Summer of '42
- Putnam 1971 hardcover
- Author: Herman Raucher
- Language: English
- Genre: Drama
- Publisher: Putnam Publishing Group
- Publication date: 1 June 1971
- Publication place: United States
- ISBN: 0399107770 (first hardcover ed.)

= Summer of '42 (book) =

1971 novelization of screenplay

Summer of '42 is a novel written by Herman Raucher, based upon his screenplay and personal experience.

In a 2002 TCPalm interview, Herman Raucher mentions that the 1971 film of the same title gave birth to the book Summer of '42. Raucher wrote the screenplay for the 1971 film first. When the film was in post-production, someone told him to write the book about Summer of '42 to help publicize the picture. So Raucher wrote the book in about three or four weeks. The book became a bestseller prior to the film's release, so the film was publicized as "from Herman Raucher's national best seller."

Both the film and this book are based on the real incidents that happened during the summer of 1942 in Raucher's life. Raucher's novelization of the screenplay, with the dedication, "To those I love, past and present," serves more as the tribute to his friend Oscar Seltzer that he had intended the film to be, with the focus of the book being more on the two boys' relationship than Raucher's relationship with Dorothy. The book also mentions Seltzer's death, which is absent from the film adaptation.

==Differences between the book and the film version==
There are differences between the real life incident that happened during the night and the incident in the film. The book stayed faithful to the real incident that happened during that night. In 2002 TCPalms Interview, Raucher pointed out that the real Dorothy was drinking heavily when he visited Dorothy during night time. This is implied in the book. But in the film, it is only implied that Dorothy "may" have been drinking. But when Dorothy appears to Hermie in the film, visually there is no indication of her being drunk at all. In the film, Dorothy is completely aware of what is going on. In both the real incident and in the book, the song that was played on the phonograph record was "That Old Feeling". In the film, the composer, Michel Legrand, wrote a new score for the dancing scene. The real life incident took place in Nantucket Island. But the name of the island is not mentioned in the film. In the book, the name of the island was changed to Patchett Island. In the real incident, the real Dorothy kept calling Hermie "Pete" thinking that Hermie was her husband while they both were in bed. There is no indication in the film that Dorothy is imagining Hermie as her husband Pete. In the book, it is only mentioned that Dorothy talked about private things that Hermie was not familiar with. Unlike the film, the book shows that the tears come out of Hermie's eyes while the music "That Old Feeling" is playing.
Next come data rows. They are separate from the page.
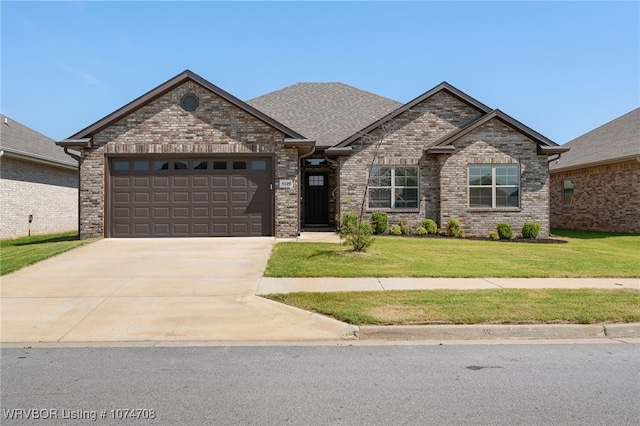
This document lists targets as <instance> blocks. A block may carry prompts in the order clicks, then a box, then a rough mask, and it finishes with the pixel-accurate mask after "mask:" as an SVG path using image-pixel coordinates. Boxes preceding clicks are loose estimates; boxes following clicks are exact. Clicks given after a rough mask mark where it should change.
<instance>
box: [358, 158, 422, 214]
mask: <svg viewBox="0 0 640 426" xmlns="http://www.w3.org/2000/svg"><path fill="white" fill-rule="evenodd" d="M374 167H380V168H384V167H386V168H388V169H391V186H372V185H367V186H368V191H367V210H368V211H396V212H398V211H417V210H419V209H420V168H419V167H418V166H413V165H406V166H405V165H393V166H384V165H376V166H373V167H371V169H369V176H368V179H367V182H370V181H371V170H372V169H373V168H374ZM396 168H412V169H415V171H416V179H417V181H418V184H417V185H416V186H396ZM396 188H398V189H402V188H415V189H416V193H417V197H416V206H415V207H396V206H395V204H396V196H395V195H396ZM371 189H390V190H391V207H371V206H370V205H369V202H370V199H369V195H370V192H371V191H370V190H371Z"/></svg>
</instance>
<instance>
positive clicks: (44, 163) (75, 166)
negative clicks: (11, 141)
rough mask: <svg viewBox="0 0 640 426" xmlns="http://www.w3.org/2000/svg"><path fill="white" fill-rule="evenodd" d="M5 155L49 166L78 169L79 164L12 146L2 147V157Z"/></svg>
mask: <svg viewBox="0 0 640 426" xmlns="http://www.w3.org/2000/svg"><path fill="white" fill-rule="evenodd" d="M5 155H6V156H7V157H9V158H16V159H19V160H27V161H31V162H34V163H40V164H46V165H48V166H55V167H61V168H63V169H70V170H76V169H77V168H78V167H77V166H75V165H73V164H69V163H65V162H64V161H60V160H54V159H51V158H48V157H45V156H43V155H38V154H30V153H28V152H23V151H18V150H15V149H11V148H2V149H1V150H0V157H4V156H5Z"/></svg>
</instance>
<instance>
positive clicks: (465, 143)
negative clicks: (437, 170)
mask: <svg viewBox="0 0 640 426" xmlns="http://www.w3.org/2000/svg"><path fill="white" fill-rule="evenodd" d="M453 145H454V146H455V148H456V152H455V154H453V155H450V156H442V157H441V162H442V169H441V191H442V197H441V213H440V222H439V223H440V224H441V226H442V227H444V226H446V223H447V221H448V220H449V219H450V218H458V219H459V220H460V226H461V228H462V229H463V230H464V231H465V234H466V235H468V236H479V237H488V236H489V233H490V232H491V231H493V230H495V229H496V226H497V224H498V223H500V222H508V223H509V224H510V225H511V226H512V227H513V230H514V235H519V234H520V229H521V228H522V225H524V223H525V222H527V221H532V222H538V223H540V236H541V237H548V236H549V179H548V177H549V173H548V163H547V156H546V155H537V145H536V142H535V141H533V140H531V139H529V138H527V137H526V136H524V135H522V134H521V133H520V132H517V131H515V130H513V129H512V128H511V127H509V126H507V125H505V124H504V123H502V122H501V121H500V120H498V119H497V118H494V119H493V120H490V121H489V122H487V123H485V124H484V125H482V126H481V127H479V128H477V129H475V130H474V131H472V132H470V133H468V134H467V135H465V136H463V137H461V138H460V139H458V140H457V141H455V142H454V143H453ZM470 164H487V165H495V164H519V165H520V207H519V208H516V209H495V210H494V209H471V208H469V198H468V177H467V173H468V166H469V165H470Z"/></svg>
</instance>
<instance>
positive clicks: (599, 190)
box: [550, 108, 640, 234]
mask: <svg viewBox="0 0 640 426" xmlns="http://www.w3.org/2000/svg"><path fill="white" fill-rule="evenodd" d="M563 146H565V147H567V148H571V151H569V152H567V153H566V154H562V156H561V157H560V158H559V159H558V161H557V162H552V163H551V166H550V169H551V226H552V227H554V228H565V229H582V230H590V231H609V232H628V233H635V234H638V233H640V108H637V109H635V110H633V111H631V112H629V113H627V114H625V115H623V116H621V117H618V118H617V119H615V120H613V121H610V122H609V123H607V124H604V125H602V126H600V127H598V128H597V129H594V130H592V131H590V132H588V133H586V134H584V135H582V136H580V137H578V138H576V139H574V140H572V141H570V142H567V143H566V144H565V145H563Z"/></svg>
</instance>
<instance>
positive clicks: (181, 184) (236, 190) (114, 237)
mask: <svg viewBox="0 0 640 426" xmlns="http://www.w3.org/2000/svg"><path fill="white" fill-rule="evenodd" d="M109 167H110V183H111V185H110V194H111V195H110V206H109V218H108V222H109V230H110V236H111V237H114V238H118V237H199V236H202V237H206V236H261V235H272V228H273V225H272V224H273V220H272V211H273V201H272V199H273V198H272V189H271V188H272V186H271V182H272V175H273V173H272V161H271V159H270V158H255V157H249V158H247V157H245V158H229V159H227V158H196V159H153V158H151V159H150V158H148V157H147V158H144V157H141V158H112V159H110V161H109Z"/></svg>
For the film, Raucher admitted about moving the order of certain events around and interchanging some dialogue. There are several differences between Dorothy in the book and Dorothy in the film. One of several changes is where Hermie's tongue gets hurt by the coffee. Both in the film and in the book, Dorothy helps Hermie by providing ice when Hermie's tongue gets hurt by the hot coffee. Unlike Dorothy in the book, Dorothy in the film repeatedly apologizes to Hermie for the coffee being too hot and makes sure that he is doing fine. In the film, Dorothy moves on to her work and also to a conversation "only" after she makes sure that Hermie's tongue is feeling better. But in the book, there is no indication of an apology from Dorothy. In the book, when Hermie was "able" to look up to see what Dorothy was doing after getting relief from the ice cubes in the coffee, he saw her sitting opposite to him and she was already eating one of the doughnuts and she was talking about her old 1934 stove.